Breastfeeding past one year contributes to iron deficiency

Breastfeeding has long been accepted as the best method of nourishing infants. It provides numerous health benefits to both the mother and the baby. From breast milk, babies receive vital antibodies that help them fight off disease from breast milk, their risk of developing allergies is reduced, and there is a chance it could contribute to a higher IQ. However, new studies have found that breastfeeding prolonged past the age of one could put the baby at risk of having low iron levels.
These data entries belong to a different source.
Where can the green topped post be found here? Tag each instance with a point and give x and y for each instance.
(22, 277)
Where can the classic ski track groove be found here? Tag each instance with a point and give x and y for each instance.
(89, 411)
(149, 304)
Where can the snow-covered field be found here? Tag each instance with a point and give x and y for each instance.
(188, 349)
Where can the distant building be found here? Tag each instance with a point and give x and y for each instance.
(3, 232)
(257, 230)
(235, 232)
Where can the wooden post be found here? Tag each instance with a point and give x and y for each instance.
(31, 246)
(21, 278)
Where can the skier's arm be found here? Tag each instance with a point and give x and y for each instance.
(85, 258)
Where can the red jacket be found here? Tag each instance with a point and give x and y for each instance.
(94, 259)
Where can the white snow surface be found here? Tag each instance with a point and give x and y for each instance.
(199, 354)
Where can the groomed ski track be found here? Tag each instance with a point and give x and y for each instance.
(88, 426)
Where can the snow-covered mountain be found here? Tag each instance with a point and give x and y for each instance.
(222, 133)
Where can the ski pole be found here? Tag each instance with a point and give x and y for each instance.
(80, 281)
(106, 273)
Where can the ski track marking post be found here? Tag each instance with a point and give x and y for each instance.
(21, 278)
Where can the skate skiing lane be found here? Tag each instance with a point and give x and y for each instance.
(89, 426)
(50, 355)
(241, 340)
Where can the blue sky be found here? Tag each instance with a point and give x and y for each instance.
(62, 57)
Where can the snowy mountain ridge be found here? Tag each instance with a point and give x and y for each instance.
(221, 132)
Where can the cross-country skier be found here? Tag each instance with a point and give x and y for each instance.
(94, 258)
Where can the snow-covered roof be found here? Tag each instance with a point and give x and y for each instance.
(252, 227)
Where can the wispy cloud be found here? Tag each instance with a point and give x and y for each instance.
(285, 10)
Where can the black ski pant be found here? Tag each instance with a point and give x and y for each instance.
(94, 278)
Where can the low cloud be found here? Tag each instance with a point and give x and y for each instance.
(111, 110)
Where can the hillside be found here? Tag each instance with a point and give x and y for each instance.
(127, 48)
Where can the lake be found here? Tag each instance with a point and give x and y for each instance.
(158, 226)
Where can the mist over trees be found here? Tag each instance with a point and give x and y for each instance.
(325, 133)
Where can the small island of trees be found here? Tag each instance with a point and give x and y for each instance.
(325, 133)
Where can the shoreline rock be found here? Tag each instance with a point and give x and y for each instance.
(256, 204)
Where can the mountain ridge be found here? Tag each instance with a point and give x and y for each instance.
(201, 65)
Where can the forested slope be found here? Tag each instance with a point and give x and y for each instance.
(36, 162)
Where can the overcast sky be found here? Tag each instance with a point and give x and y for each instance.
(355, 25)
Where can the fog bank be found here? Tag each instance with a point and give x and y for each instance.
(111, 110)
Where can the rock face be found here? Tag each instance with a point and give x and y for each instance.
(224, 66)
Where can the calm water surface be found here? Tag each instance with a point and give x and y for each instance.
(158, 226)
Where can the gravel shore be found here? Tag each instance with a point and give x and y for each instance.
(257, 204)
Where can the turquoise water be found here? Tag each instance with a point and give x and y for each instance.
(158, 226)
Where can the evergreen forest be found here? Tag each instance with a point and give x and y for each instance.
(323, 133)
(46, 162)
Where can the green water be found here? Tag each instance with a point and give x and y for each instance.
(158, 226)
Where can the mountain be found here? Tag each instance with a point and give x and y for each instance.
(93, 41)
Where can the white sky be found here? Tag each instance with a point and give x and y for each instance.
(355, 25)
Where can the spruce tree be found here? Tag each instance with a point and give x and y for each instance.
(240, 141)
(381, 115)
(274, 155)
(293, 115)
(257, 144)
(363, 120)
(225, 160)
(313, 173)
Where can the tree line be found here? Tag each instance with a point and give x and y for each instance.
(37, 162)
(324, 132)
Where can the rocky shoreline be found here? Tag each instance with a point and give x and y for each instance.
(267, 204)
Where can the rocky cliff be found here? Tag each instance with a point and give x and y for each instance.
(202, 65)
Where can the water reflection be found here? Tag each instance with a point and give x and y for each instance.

The study’s lead author, Dr. Jonathon Maguire of St. Michael’s Hospital at the University of Toronto, said, “What we found was that over a year of age, the longer the child is breastfed, the greater the risk of iron deficiency.” However, there was no statistical evidence that this would lead to any long term trend of anemia.

Iron essential for normal development

Iron is essential for the body’s proper development and is especially vital for an infant’s growing body. Experts say it is especially important “for normal development of the nervous system and brain.” In the study, data for 1,650 children between the ages of 1 and 6 was analyzed. They found that the odds a child would develop iron deficiency “increased about 5 percent for each additional month of breast feeding.”

Oral iron supplement recommended after 4 months of age

This study, combined with others, explains why the American Academy of Pediatrics suggests exclusively and partially breastfed babies receive an oral iron supplement after 4 months of age. Iron levels should be checked at age 1 and if deficiency is detected, consumption of iron-rich foods, such as fortified cereals, beans, spinach, and lean beef, is recommended.